The HITL Problem: Why Most AI Agents Aren't Ready for Production

Today's Overview

When an AI agent needs to pause and ask for human approval, something breaks. Not metaphorically. The agent process dies, the await doesn't survive a restart, the "approve or reject" prompt ends up on stdin in the wrong channel, or the human clicks through without thinking and the agent learns to ignore the feedback.

An audit of twelve popular AI-agent frameworks exposed this: only three have production-ready human-in-the-loop primitives, and even those leave half the problem to the developer. LangGraph wins on durability - paused state lives in PostgreSQL, any worker can resume. Pydantic AI has the cleanest typed API for deferred tool approval. Mastra leads TypeScript shops. But zero frameworks ship all six axes a production HITL system needs: durable storage, typed I/O, channel abstraction, idempotency, a verifier hook to quality-check the human's response before resuming, and an admin UI to see what's in flight. The rest - CrewAI, LangChain, AutoGen - reduce "pause for a human" to `input()`, which works in a terminal and nowhere else.

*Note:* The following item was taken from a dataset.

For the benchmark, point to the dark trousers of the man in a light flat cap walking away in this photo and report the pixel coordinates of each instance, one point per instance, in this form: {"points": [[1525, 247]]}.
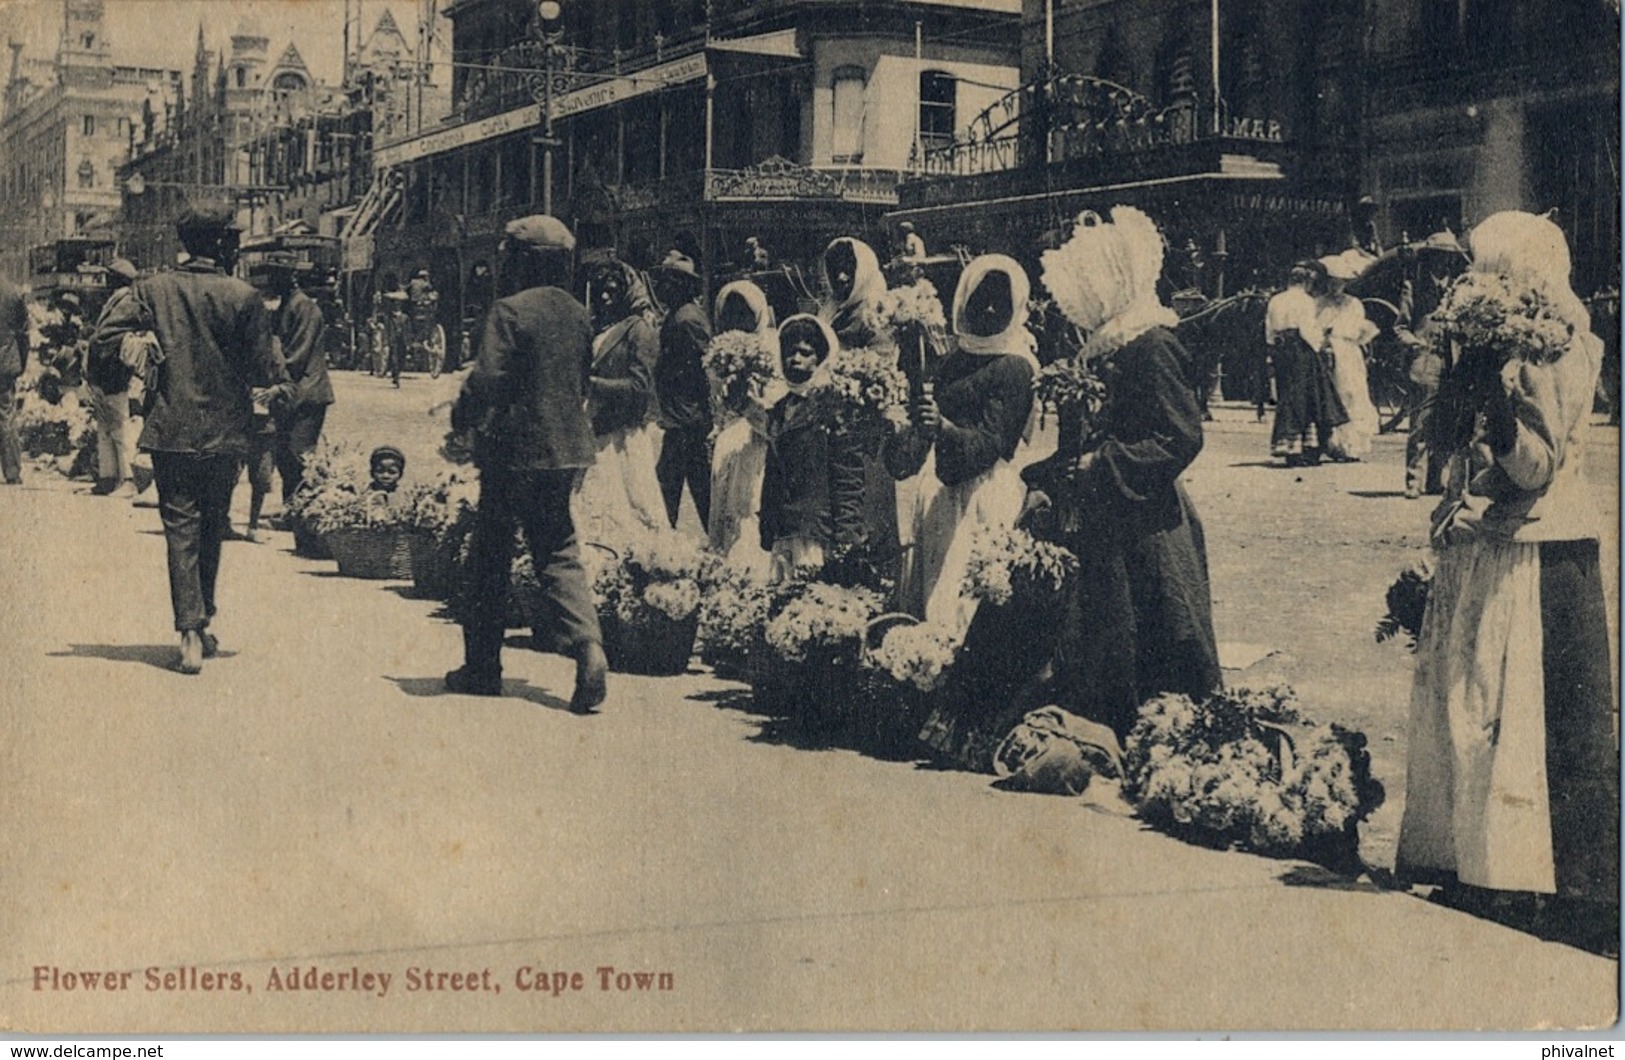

What Builders Are Actually Doing This Week

Beyond frameworks, three concrete patterns showed up in the feed: Genkit added middleware, giving developers an interception layer around model calls and tool execution - useful for adding reliability and safety checks without rewriting the core loop. Forward deployed engineers are in demand again - Google shortened hiring from 6 weeks to 2 days; OpenAI and Anthropic both spun out separate FDE companies funded by private equity rather than hire them directly. That's telling: FDEs are turning into solutions architects, not platform engineers. And in the "local LLMs powering actual systems" category, someone built a terminal-based insult sword-fighting game using Gemma 4 on CPU - not because it was practical, but because it proved that smaller models trained on domain-specific data (a Monkey Island duel dataset) can handle structured multi-turn tasks better than baseline chat.

The Pattern: Production Readiness Means You Have to Build It

If you're shipping an agent that needs human approval, don't expect your framework to carry the load. LangGraph gets you durable pause/resume. Then you're building the rest: the Slack integration, the dashboard, the idempotency guards, the verifier model. Same story with Pydantic AI and Mastra - they set up the foundation, you lay the bricks. The industry hasn't solved HITL yet. It's solved the pause. Everything after that pause is still on you.